The antagonist, a detective named Ethan Marks, is effective as a source of dread, but his function as a villain is somewhat schematic. He is drawn clearly enough to generate the right feelings, but not clearly enough to feel like a fully inhabited person in his own right. Readers who prefer their antagonists with more texture may find him thin.
There is also a point, well past the midway mark, where both characters have all the information they need to have the central conversation, and the novel prolongs that conversation anyway. It is a choice many romance readers will understand and tolerate. Those with a lower threshold for this particular kind of delay may find it frustrating.
The Writing Itself
Corinne’s prose has always been direct, short-sentenced, and emotionally precise. In Unbound by Peyton Corinne, there is a lyrical quality in the Bennett chapters especially: he thinks in images and patterns, and the writing reflects that. His interiority is not a list of symptoms but a way of being in the world that the text embodies at the sentence level. That is difficult to sustain, and the fact that it holds across the full length of the novel is the book’s most impressive technical achievement.

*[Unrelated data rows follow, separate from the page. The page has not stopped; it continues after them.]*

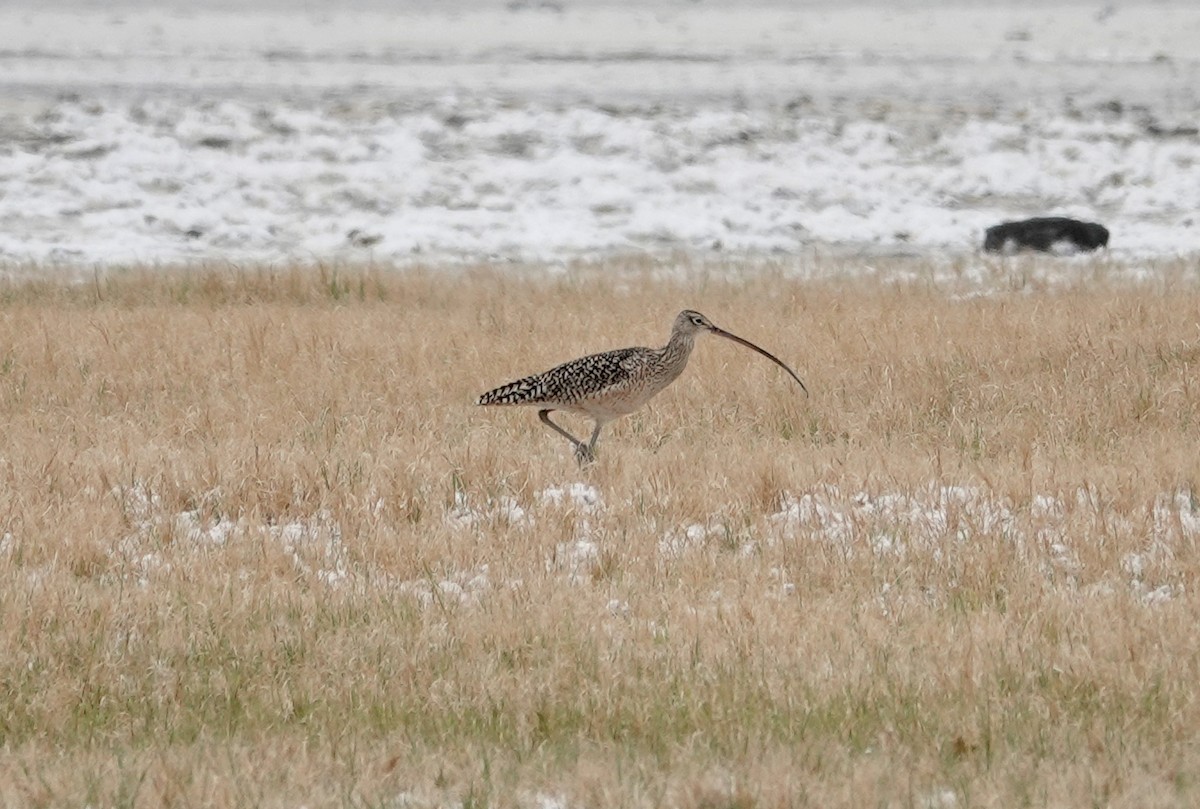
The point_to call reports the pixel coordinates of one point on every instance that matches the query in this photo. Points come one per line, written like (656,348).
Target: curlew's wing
(570,382)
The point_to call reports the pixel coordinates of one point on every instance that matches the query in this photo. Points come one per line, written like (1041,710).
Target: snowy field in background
(540,131)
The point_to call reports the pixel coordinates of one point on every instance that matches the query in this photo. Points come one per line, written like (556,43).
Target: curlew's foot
(585,455)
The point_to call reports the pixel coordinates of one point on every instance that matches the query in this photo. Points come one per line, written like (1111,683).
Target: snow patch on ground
(927,522)
(165,181)
(421,133)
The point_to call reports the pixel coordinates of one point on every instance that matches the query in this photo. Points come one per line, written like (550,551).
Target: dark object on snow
(1048,234)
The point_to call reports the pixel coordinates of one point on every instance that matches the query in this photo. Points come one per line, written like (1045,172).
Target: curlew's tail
(531,390)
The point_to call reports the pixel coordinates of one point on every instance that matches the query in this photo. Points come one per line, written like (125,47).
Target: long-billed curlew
(613,383)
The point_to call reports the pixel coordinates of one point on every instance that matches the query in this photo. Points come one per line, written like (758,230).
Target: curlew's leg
(575,442)
(586,454)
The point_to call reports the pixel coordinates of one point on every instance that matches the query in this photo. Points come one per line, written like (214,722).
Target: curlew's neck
(677,351)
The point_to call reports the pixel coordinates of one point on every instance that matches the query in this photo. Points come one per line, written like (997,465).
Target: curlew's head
(690,322)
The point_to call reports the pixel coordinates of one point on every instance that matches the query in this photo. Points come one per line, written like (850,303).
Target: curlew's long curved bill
(765,353)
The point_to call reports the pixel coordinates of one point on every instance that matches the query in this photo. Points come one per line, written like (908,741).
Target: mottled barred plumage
(613,383)
(573,381)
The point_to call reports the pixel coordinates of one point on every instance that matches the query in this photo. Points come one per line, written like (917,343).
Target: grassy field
(259,547)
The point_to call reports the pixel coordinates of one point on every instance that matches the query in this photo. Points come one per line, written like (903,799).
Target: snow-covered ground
(555,130)
(928,522)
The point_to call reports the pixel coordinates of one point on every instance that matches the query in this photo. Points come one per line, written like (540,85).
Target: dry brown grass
(261,549)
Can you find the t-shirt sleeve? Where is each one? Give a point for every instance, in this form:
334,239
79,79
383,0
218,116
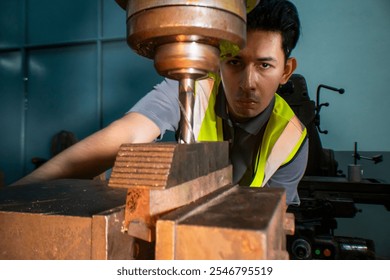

Paloma’s chapters are rawer, more fragmented when under pressure, and that shift in register makes the dual POV feel genuinely distinct rather than interchangeable.
If You Liked This, Read These
For readers who want to stay in the world of emotionally dense hockey romance with serious undertones:
Icebreaker by Hannah Grace (college hockey, slow-burn)
The Idea of You by Robinne Lee (older readers; intense emotional pacing)
Twisted Love by Ana Huang (trauma-forward second chance)
Things We Left Behind by Lucy Score (small-town second chance with emotional weight)
The Fine Print by Lauren Asher (possessive lead done with care)
Final Word
Unbound by Peyton Corinne is the kind of sports romance that does not settle for the sport as backdrop. The hockey is real, the college world is specific, and the emotional architecture is load-bearing. It asks more of the reader than a typical entry in the genre, and it earns most of what it asks for. Not flawless, but built to last.